Only if ConfirmEdit is loaded before AbuseFilter (as is done on WMF wikis). I tried reversing the order on a local wiki, and could reproduce the original problem described here: At least in the 2010 editor, I was just bounced back and forth with no way to save the edit.

Johannnes89 subscribed.Aug 16 2024, 1:19 PM
kostajh edited projects, added Trust and Safety Product Sprint (Sprint Theremin (Aug 26 - Sept. 6)); removed Platform Engineering, Contributors-Team.Sep 13 2024, 10:54 AM

I think this is no longer an issue, but moving to TSP's QA to confirm.

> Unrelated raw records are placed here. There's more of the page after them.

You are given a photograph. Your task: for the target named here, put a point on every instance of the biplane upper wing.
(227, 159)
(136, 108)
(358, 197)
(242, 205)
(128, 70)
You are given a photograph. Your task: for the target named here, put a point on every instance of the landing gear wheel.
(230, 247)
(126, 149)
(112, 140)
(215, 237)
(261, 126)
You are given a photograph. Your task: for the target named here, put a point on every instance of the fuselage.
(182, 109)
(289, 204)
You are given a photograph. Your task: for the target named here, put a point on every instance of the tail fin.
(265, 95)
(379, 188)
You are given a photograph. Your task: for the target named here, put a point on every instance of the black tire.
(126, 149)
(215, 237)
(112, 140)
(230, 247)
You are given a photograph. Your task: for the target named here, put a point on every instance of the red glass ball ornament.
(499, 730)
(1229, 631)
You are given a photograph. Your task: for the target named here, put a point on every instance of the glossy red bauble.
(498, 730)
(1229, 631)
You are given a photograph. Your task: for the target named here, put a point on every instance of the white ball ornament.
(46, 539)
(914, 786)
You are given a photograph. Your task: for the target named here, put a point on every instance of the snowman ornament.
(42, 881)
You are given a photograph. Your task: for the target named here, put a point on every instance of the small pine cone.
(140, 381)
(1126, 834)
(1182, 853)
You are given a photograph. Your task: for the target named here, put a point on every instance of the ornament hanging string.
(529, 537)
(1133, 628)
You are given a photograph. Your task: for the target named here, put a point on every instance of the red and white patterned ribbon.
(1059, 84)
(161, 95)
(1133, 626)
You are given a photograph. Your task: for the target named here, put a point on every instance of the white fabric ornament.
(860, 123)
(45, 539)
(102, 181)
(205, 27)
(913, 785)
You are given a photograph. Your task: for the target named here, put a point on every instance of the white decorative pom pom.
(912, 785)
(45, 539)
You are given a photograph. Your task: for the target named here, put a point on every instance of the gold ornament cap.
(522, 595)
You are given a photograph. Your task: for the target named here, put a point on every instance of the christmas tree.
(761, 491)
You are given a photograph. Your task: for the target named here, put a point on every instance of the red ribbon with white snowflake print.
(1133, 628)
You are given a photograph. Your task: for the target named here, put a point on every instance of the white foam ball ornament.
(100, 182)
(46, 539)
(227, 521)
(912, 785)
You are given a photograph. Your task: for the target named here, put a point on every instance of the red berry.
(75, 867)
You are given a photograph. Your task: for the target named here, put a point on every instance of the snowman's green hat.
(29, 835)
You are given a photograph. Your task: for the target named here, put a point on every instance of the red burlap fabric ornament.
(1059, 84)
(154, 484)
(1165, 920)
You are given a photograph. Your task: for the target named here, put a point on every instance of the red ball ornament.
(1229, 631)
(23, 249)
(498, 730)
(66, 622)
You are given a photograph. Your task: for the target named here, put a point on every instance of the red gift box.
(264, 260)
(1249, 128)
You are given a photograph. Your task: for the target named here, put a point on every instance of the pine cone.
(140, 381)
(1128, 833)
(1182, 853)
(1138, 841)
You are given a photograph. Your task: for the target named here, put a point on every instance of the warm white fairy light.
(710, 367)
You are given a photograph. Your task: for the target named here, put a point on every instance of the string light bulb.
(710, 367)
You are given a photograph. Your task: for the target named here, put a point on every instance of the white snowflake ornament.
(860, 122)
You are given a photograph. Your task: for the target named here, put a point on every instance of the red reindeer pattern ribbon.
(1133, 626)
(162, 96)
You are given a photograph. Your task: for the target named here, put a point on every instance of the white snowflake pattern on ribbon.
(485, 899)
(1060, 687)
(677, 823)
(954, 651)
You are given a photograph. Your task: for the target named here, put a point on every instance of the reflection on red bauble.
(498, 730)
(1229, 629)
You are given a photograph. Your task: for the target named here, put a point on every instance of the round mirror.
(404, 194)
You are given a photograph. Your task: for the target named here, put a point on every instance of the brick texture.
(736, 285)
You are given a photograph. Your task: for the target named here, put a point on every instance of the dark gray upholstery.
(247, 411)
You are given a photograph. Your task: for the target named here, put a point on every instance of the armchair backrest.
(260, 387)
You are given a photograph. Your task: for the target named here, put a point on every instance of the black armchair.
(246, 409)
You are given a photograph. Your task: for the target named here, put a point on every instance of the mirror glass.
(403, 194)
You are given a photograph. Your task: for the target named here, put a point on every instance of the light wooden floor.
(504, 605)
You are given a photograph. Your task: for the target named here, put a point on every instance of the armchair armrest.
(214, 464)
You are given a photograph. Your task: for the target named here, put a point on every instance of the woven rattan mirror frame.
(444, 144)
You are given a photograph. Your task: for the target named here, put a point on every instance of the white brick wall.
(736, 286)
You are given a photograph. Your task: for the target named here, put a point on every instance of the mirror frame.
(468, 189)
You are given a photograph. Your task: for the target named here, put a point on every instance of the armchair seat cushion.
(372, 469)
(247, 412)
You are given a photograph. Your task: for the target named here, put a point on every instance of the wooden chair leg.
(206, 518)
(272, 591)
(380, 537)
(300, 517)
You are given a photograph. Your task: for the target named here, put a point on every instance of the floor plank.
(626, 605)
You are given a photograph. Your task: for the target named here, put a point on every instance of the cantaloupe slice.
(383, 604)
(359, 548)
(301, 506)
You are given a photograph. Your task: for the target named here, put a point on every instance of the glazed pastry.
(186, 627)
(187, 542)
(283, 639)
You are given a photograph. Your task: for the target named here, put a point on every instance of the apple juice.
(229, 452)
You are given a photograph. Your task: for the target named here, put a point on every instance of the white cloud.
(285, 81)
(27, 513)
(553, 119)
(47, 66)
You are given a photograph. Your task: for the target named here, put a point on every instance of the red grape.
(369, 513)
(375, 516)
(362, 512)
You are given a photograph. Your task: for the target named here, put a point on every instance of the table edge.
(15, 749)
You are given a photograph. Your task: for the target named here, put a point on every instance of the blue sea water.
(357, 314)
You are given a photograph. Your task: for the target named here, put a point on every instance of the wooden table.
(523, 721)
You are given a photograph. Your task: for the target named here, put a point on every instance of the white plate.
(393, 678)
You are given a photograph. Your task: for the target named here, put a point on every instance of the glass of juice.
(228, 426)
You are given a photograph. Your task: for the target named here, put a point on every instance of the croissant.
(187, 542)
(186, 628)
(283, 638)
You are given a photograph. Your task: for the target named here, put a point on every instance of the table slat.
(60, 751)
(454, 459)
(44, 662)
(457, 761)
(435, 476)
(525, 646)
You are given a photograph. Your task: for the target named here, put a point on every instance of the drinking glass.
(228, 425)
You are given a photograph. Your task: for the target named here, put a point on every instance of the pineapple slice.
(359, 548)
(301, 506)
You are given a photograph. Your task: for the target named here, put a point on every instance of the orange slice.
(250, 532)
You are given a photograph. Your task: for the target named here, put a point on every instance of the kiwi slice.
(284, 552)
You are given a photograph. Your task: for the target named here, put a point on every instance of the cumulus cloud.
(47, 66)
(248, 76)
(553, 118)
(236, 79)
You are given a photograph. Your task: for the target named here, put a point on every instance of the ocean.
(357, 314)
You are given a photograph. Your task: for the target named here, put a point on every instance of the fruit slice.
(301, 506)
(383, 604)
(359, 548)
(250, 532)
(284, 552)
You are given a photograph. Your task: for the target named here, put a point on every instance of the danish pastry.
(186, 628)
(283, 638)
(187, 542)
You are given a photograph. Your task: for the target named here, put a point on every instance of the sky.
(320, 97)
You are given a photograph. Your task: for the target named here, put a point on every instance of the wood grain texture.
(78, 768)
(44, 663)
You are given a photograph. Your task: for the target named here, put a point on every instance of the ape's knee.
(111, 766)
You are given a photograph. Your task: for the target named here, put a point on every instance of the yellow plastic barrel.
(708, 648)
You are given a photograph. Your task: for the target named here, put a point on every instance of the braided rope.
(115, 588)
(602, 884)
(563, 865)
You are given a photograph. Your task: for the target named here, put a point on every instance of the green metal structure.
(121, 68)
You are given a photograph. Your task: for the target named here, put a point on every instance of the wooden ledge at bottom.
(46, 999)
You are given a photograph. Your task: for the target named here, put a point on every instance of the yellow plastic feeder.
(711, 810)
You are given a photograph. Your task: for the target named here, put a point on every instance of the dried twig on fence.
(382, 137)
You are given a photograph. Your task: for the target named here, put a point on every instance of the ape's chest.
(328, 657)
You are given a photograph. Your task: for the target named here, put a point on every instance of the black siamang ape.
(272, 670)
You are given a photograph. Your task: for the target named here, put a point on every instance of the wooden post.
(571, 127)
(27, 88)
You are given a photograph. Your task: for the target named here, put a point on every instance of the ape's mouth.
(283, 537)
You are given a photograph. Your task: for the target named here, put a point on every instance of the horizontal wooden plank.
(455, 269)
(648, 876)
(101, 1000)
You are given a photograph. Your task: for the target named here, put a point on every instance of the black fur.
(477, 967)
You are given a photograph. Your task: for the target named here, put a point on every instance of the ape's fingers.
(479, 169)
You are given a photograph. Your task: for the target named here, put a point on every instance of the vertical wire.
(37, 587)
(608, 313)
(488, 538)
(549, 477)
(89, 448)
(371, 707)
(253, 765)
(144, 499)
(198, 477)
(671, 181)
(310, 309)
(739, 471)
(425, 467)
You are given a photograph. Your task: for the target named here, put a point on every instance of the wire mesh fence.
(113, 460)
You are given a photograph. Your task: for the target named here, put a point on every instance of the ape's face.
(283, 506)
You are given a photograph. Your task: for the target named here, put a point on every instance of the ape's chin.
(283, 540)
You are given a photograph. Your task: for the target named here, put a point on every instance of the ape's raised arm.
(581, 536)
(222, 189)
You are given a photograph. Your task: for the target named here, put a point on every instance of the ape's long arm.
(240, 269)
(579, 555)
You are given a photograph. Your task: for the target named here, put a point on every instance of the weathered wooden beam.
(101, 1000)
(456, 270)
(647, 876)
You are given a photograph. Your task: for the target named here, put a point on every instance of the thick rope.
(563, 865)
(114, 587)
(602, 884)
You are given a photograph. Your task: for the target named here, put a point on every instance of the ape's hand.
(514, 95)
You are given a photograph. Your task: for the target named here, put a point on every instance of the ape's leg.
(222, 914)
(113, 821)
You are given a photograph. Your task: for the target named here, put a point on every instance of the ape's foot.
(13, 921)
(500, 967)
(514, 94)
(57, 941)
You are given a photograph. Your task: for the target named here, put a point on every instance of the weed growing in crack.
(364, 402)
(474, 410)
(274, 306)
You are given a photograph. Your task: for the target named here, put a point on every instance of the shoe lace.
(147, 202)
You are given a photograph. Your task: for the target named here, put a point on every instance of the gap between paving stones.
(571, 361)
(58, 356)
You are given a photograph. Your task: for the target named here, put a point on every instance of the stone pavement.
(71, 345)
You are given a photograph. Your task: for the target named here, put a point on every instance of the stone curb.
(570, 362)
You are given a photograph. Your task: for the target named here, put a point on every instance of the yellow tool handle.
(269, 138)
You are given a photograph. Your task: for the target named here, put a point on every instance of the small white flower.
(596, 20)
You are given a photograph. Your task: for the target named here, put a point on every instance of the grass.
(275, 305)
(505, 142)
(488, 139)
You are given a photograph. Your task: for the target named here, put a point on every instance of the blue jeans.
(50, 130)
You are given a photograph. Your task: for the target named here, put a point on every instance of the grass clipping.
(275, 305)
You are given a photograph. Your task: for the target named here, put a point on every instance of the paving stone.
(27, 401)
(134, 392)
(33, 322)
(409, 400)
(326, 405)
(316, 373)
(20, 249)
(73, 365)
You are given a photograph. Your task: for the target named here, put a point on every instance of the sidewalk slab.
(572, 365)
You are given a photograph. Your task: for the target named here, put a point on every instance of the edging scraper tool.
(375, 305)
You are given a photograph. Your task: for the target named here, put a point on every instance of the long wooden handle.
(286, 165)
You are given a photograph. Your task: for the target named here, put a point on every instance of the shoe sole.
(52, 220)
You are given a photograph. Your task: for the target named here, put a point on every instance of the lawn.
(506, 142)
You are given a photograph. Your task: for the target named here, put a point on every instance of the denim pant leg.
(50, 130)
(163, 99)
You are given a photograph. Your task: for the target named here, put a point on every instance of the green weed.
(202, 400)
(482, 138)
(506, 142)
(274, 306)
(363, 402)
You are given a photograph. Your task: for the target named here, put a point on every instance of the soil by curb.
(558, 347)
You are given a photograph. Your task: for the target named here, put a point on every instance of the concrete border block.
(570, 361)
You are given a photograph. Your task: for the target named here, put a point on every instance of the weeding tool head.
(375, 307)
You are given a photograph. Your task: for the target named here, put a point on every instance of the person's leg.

kostajh moved this task from Priority Backlog to Needs QA on the Trust and Safety Product Sprint (Sprint Theremin (Aug 26 - Sept. 6)) board.Sep 13 2024, 10:54 AM
kostajh edited projects, added Trust and Safety Product Sprint (Sprint Beatboxing (Sept 16-27)); removed Trust and Safety Product Sprint (Sprint Theremin (Aug 26 - Sept. 6)).Sep 16 2024, 10:17 AM
kostajh moved this task from Priority Backlog to Needs QA on the Trust and Safety Product Sprint (Sprint Beatboxing (Sept 16-27)) board.Sep 16 2024, 10:21 AM
dom_walden subscribed.Oct 2 2024, 2:20 PM

I have been banging my head against this for a while. All I can say for now is that there are circumstances where this bug can be reproduced (or something like it).

For example, if you trigger a filter which has both the captcha and warning consequences you will bounce between the warning page and the captcha page. Note that if ConfirmEdit is enabled, this won't happen, however you will have to enter the captcha twice (once when first submitting the edit, once after seeing the warning).

Perhaps not strictly part of this task, but I can reproduce an endless loop of warnings as well. Make an edit which triggers one filter with a warning. Then modify your edit to trigger a second filter which also shows a warning. You are bounced back and forth between the two warnings.

The number of different factors that affect the behaviour here is too many to test effectively:

  • Abuse Filters can have any combination of 7 consequences (127 combinations in total) (8 if you include degroup which I see in the code but it isn't on my wiki)
  • Need to test global filters as well as local?
  • Multiple filters can be triggered at once
  • Different filters can be triggered in a chain (like the warning bug described above)
  • We need to test with and without ConfirmEdit enabled? If T151116#9802313 is true, I will cry (I could not reproduce thankfully, but I didn't test for very long).
  • Test all the above but this time getting the captcha wrong
  • Do we need to test each editor (I know that the API and 2010 Wikitech editors behave differently)?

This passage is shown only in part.